Storing Side-Input Data
For keyed operators with keyed side input we can simply store the side input in the KeyedStateBackend.
For non-keyed side input we need to store the side input in broadcast state. If we only allow broadcast state to be modified depending on the incoming (broadcast) side input data then this is state that is guaranteed to be the same on all parallel operator instances when checkpointing. Since side-input data can become somewhat big we should add a BroadcastStateBackend that has exactly the same interface as KeyedStateBackend but does not store data per key. When checkpointing, only one of the parallel instances of the operator needs to checkpoint its broadcast state. When restoring, all operators can be restored from that data.
Getting Side-Input Data into an Operator
There needs to be a way of somehow getting the actual side-input data into an operator. Right now, there are OneInputStreamOperator and TwoInputStreamOperator with have, respectively, one or two inputs. There can be zero or more side inputs. We now propose some ways of how this could be achieved
Using a tagged union input on the second input of a TwoInputStreamOperator
In this scenario, we would only allow side inputs for one-input operations. When we know that an operation is going to have side inputs we instantiate a special operator that reads the normal input on the first input and the (multiplexed) side input streams on the second input. For example, in addition the the normal StreamMap operator we would also have a StreamMapWithSideInputs operator that takes care of side inputs. For this scenario we would need to know what side inputs an operation has before instantiating the operator. This would (with the current API) lead to an API pattern like this:
Having to set the side input before the operation can seem somewhat counterintuitive.
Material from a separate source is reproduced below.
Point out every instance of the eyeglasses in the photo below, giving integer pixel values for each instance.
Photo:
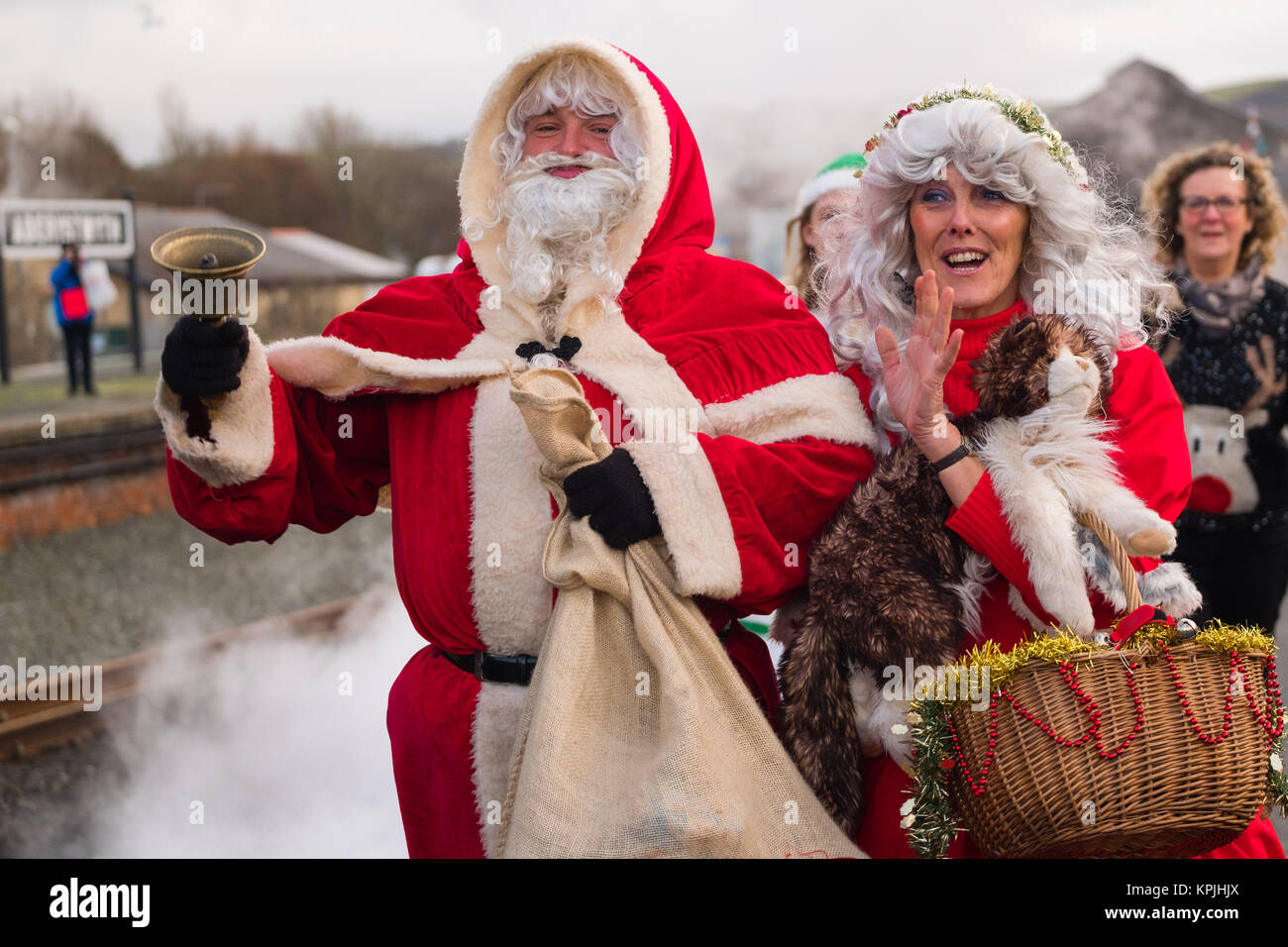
(1225, 205)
Managing side inputs at the level of StreamTask
We could handle both the buffering of elements and of side input data itself at the StreamTask instead of at the operator. The StreamTask would just provide an interface to the operator that would allow it to query the side input. In this scenario, the StreamTask would need to implement the record buffering (either per key-group or in operator state) described above. The advantage of this solution is that the operator gets a clearly defined interface and doesn't have to do much else. The disadvantage is that we would not have a more primitive interface that users could use if they have use cases that go beyond the capabilities offered by side inputs. If we decided to put the side input functionality at the operator level users would be able to override it to fit their behaviour.
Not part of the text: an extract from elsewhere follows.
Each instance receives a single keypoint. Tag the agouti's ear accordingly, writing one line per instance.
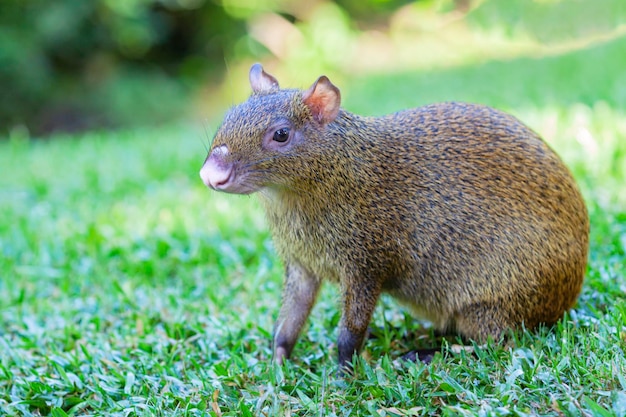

Allowing a stream operator to be extended with arbitrary inputs
This would roughly follow the ideas laid out here: https://docs.google.com/document/d/1ZFzL_0xGuUEnBsFyEiHwWcmCcjhd9ArWsmhrgnt05RI/edit#heading=h.pqg5z6g0mjm7. If we can arbitrarily add inputs to an operator we can also add (keyed or broadcast) inputs to an operator for dealing with side inputs. This would have the advantage that we also provide a general n-ary operator interface that users can use. The disadvantage is that we put more (somewhat complex) logic into the stream operator.
Compatibility, Deprecation, and Migration Plan
There are not backwards compatibility/migration/deprecation concerns since this only adds new API.
The new feature will be tested with unit tests and integration tests.
We list some implementation alternatives above. Once we decide on a final solution we will move the rejected alternatives here for history purposes.